What It Takes To Train Animals In Film & TV

By Amanda Wattie

Have you ever wondered what it’s like to be an animal trainer on tv and movie sets? I’ve had the unique experience of working with a Toronto, Canada-based animal production company (Furry People Productions) and have been involved with TV shows for major networks and streaming services and even some movies.

I’ve had the pleasure of working with not only other people’s animals but working with my own, too. I’ve learned along the way that for a dog or cat to go from a loving member of the family to a bonified actor/model, it takes solid obedience skills. They should have an excellent sit-stay, and a reliable recall essential for any off-leash work. Of course, an animal that loves working for treats is perfect and helps them stay focused while working.

Working with an animal on set is like working with a child. It takes patience and proper planning to get the best results. My goal as a trainer, is always to make sessions short and fun. In other words, a training session during which they will always be rewarded. This helps build their confidence and understanding with their new “job” and leaves them happy and excited to do more.

By now, you might be saying, this is all great. But what is it like on set?

Before being on set, there’s prep work. For example, the animal sometimes spends days or weeks learning a new trick for a specific scene or photoshoot. Then, the day before being on set, they go for grooming, get their nails trimmed, and their hair brushed, washed, and fluffed. I also like to put together supplies I think we might need, such as treats, toys, brushes, leashes, and anything else I think we may need or that could make the day more comfortable.

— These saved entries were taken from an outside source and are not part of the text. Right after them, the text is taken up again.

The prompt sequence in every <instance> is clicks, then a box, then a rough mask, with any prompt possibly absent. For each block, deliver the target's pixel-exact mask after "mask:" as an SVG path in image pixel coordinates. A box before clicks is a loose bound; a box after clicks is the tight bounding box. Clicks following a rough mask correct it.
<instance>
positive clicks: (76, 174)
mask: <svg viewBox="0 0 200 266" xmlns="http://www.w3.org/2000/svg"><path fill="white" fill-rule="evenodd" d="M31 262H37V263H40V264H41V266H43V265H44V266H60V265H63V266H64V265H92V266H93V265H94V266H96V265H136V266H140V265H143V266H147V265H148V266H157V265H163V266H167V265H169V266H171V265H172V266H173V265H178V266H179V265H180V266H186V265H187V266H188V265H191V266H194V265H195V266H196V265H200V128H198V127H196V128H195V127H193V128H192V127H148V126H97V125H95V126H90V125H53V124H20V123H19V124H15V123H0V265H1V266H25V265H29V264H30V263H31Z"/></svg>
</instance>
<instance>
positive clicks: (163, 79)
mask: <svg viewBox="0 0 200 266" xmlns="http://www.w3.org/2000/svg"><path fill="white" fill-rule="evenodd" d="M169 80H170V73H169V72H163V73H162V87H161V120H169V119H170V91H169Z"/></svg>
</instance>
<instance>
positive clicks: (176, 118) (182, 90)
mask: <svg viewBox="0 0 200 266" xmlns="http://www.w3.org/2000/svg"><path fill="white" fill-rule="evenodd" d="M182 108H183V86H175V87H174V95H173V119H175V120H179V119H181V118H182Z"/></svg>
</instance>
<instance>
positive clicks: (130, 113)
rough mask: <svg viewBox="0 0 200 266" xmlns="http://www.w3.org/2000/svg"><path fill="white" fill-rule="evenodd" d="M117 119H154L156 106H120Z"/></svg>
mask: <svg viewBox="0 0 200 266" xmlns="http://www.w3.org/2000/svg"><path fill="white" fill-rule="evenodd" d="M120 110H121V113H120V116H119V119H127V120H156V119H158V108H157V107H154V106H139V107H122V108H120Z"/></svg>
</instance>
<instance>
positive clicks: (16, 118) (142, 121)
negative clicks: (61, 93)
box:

Once on set, we set up camp in our designated area that’s typically away from the hustle and bustle of filming and the crew so either the dog or cat can relax and even take naps between scenes.

If there are specific scenes between an actor and the animal, we need to account for the dog or cat’s personality and how much time they may need to bond with them before shooting the scenes.

Sometimes scenes are set up to look like the animal is near an actor, but if they’re not on camera at the same time, we can take the pressure off the dog or cat and film them separately. When filming separately, we can reduce the crew around, which reduces potential distractions and usually results in a more natural, relaxed look.

Sometimes things don’t go as planned. A dog wants to play or doesn’t want to look in a specific direction. This is where a trainer’s expertise and quick thinking come in handy. If a dog wants to play, I like to turn it into part of the reward. I start playing with them, then ask for a basic command like a sit or lay down and reward them with the play they desire.

Once I have them focused, I ask them for the desired action in the scene, and they get rewarded with a small play session before we shoot again. When play is no longer the expected reward, we go back to a treat, toy, or whatever they love. Throughout shooting, the dog or cat needs to take breaks so they can go eat, drink, or even relax. Their welfare is always a top priority.

Being on set is a fun and memorable experience, especially when you have a talented team and support. If you’re thinking about getting your pet into the show business, I suggest seeking a reputable animal production company near you. Work on having solid basic obedience skills like sitting and laying down. Getting them used to busy environments will help them feel more relaxed when away from home and in a new, busy environment such as being on a set. If your pet already handles this as a pro, teach them a new trick! It could just be the thing that sets them apart from others they might be considering and help them land a role.

All of these suggestions are excellent skills you can do at home and can be used throughout their lives.